Again, one of the most sensitive reviews posed a tough question: What were the political implications of such a book? Joseph Henry Jackson, writing for the San Francisco Chronicle, notes that the text would please no political faction-as the author himself admitted in his final paragraph. "A good deal here," notes Jackson, "will probably annoy the devout Left, for the two Americans, visiting with the best will in the world, were often irritated by the way things were done in Russia, by the miles of red tape that had to be unwound whatever they wanted to do…" He continues, "On the other hand, the case-hardened Right will also be irritated by the book, on the ground that nobody's got any right to be saying a good word on behalf of any kind of Russian excepting a dead Russian."

Indeed, this trip to Russia brought back for both Steinbeck and Capa the specter of their own political agendas.

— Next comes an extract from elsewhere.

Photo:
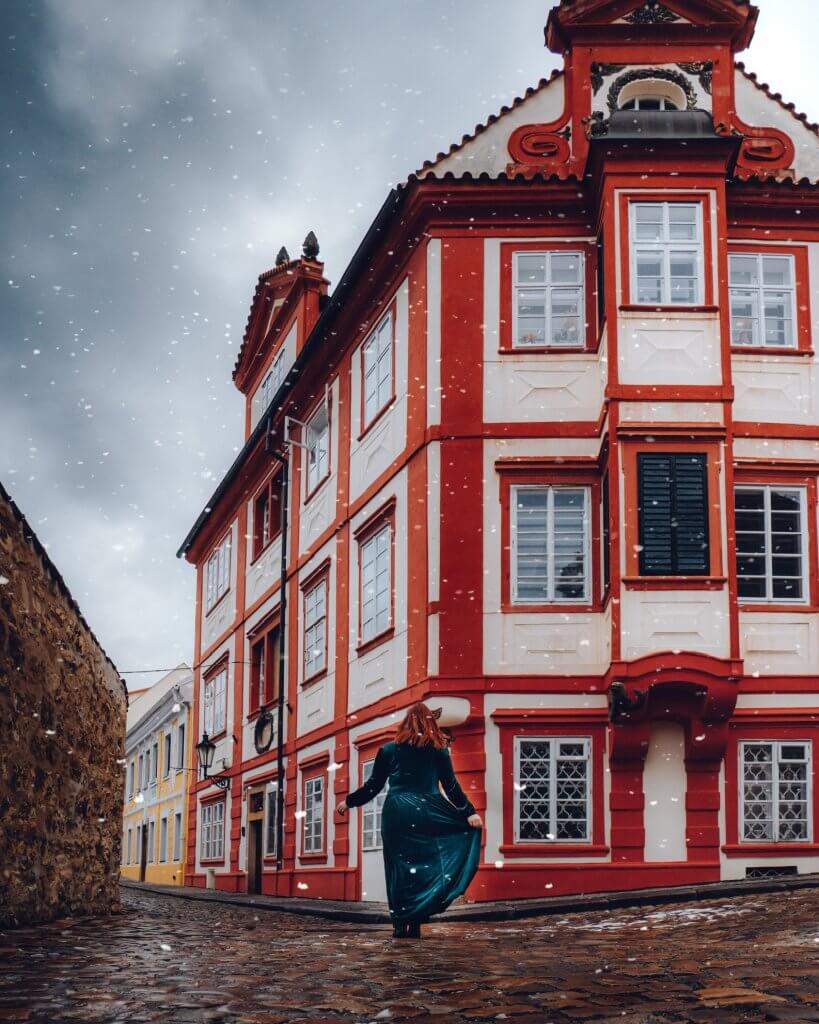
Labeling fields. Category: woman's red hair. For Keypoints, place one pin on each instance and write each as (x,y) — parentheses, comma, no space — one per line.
(420,728)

The suspicion that The Grapes of Wrath, with its magnificent endorsement of "we" over "I," was communist propaganda lingered in the minds of some, certainly the FBI, who had maintained a file on Steinbeck since 1943. The truth was that Steinbeck had long despised the communist agenda: In Dubious Battle, a novel about striking workers in California, shows the communist organizers to be self-serving, willing to sacrifice the people's needs for the party's. When writing The Grapes of Wrath, with its emphasis on fair treatment for the working man, Steinbeck insisted that the lyrics for the "Battle Hymn of the Republic" be printed on the endpapers so that there would be no doubt about his patriotism. "The fascist crowd will try to sabotage this book because it is revolutionary," he wrote his publisher. "They will try to give it the communist angle. However, the Battle Hymn is American and intensely so… if both words and music are there the book is keyed into the American scene from the beginning."